De pie, al final del pasillo, esperándome. Vestido de blanco, radiante, con ese porte inconfundible que me hacía olvidar todo lo que había alrededor. Su cabello, negro como la noche, brillaba bajo la luz; sus ojos plateados me alcanzaron incluso a esa distancia, derribando cada muralla que yo había levantado a lo largo de mi vida.

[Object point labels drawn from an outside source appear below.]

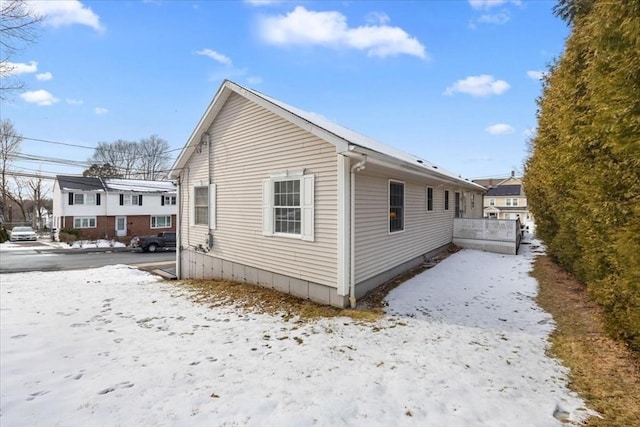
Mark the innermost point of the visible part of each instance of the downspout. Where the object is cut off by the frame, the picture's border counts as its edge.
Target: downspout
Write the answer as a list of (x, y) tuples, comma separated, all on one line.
[(352, 229), (178, 233), (211, 204)]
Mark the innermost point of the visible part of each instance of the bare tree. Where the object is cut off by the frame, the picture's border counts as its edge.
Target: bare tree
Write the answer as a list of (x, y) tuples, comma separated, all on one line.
[(19, 196), (121, 154), (10, 141), (154, 157), (18, 26), (147, 159), (38, 194)]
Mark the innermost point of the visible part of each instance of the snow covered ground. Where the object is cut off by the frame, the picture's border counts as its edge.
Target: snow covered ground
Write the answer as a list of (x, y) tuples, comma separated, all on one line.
[(45, 244), (463, 344)]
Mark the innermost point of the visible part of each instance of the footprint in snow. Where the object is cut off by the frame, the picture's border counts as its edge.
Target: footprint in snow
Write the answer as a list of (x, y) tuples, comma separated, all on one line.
[(36, 394), (125, 384)]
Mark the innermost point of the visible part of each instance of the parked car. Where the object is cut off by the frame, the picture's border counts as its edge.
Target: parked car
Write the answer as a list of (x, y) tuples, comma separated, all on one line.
[(23, 233), (163, 240)]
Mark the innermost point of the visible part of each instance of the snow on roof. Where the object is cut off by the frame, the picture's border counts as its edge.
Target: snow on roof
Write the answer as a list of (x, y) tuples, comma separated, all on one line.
[(139, 185), (361, 140), (79, 183)]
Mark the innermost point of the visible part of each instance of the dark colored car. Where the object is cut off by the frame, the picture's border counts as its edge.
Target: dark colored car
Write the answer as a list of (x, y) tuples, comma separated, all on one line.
[(164, 240)]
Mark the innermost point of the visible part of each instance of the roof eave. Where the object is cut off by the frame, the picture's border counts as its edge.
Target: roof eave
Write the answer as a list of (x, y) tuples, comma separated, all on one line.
[(423, 171)]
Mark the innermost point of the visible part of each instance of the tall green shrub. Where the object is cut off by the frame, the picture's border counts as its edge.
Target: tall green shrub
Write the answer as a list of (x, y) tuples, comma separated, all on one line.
[(583, 177)]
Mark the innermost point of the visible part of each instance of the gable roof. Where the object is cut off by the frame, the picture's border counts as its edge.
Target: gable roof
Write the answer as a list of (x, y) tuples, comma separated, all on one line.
[(79, 183), (504, 190), (344, 139), (90, 183)]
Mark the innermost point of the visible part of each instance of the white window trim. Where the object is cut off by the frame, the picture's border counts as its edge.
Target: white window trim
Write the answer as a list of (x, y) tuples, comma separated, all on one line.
[(158, 216), (193, 206), (404, 206), (307, 209), (88, 218), (433, 198)]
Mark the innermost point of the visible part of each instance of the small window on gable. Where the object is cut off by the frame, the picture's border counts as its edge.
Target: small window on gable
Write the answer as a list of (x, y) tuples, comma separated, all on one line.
[(396, 206)]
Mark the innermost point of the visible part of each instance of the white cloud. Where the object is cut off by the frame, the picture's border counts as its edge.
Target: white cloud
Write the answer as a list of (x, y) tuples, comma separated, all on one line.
[(15, 68), (482, 85), (500, 129), (330, 29), (215, 56), (494, 18), (39, 97), (44, 76), (535, 74), (488, 4), (262, 2), (62, 13), (380, 18)]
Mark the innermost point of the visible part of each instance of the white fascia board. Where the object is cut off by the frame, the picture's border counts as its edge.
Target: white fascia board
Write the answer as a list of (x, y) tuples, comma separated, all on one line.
[(383, 160)]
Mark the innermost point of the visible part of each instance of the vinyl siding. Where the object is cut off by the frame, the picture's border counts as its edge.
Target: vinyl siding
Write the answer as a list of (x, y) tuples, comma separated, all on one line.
[(249, 142), (377, 250)]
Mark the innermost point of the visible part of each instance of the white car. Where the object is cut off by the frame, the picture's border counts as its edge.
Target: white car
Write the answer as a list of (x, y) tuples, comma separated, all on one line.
[(23, 233)]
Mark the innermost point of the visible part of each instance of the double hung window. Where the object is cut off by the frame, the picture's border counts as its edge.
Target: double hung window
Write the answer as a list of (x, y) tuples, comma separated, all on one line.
[(288, 205), (396, 206)]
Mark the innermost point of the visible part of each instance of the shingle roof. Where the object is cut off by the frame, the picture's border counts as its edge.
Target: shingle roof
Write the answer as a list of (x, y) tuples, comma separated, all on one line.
[(86, 183), (80, 183), (311, 121), (504, 190)]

Me giré hacia mi padre. Él me observaba con ternura y orgullo, y con un pequeño gesto de su cabeza me dio la señal que necesitaba.

Asentí en silencio, tragando el nudo en mi garganta.

Juntos dimos el primer paso.

El sonido de la música envolvía el lugar, los invitados se levantaron de sus asientos, pero yo no vi a nadie más. Ni rostros curiosos, ni nobles orgullosos, ni reyes extranjeros testigos de aquel día. No existía nada más que Sovieshu. Cada paso me acercaba a él, cada latido en mi pecho repetía su nombre.

Cuando finalmente llegamos al final del corredor, me detuve frente a él. Sovieshu me miraba como si yo fuera lo único que importaba en el mundo.

Mi padre me tomó suavemente de los hombros, me giró hacia él y me abrazó una vez más. Su voz se quebró apenas cuando murmuró:

—Te entrego lo más importante que tengo... a la niña de mis ojos, a mi princesa. Cuídala como nunca la han cuidado, Sovieshu.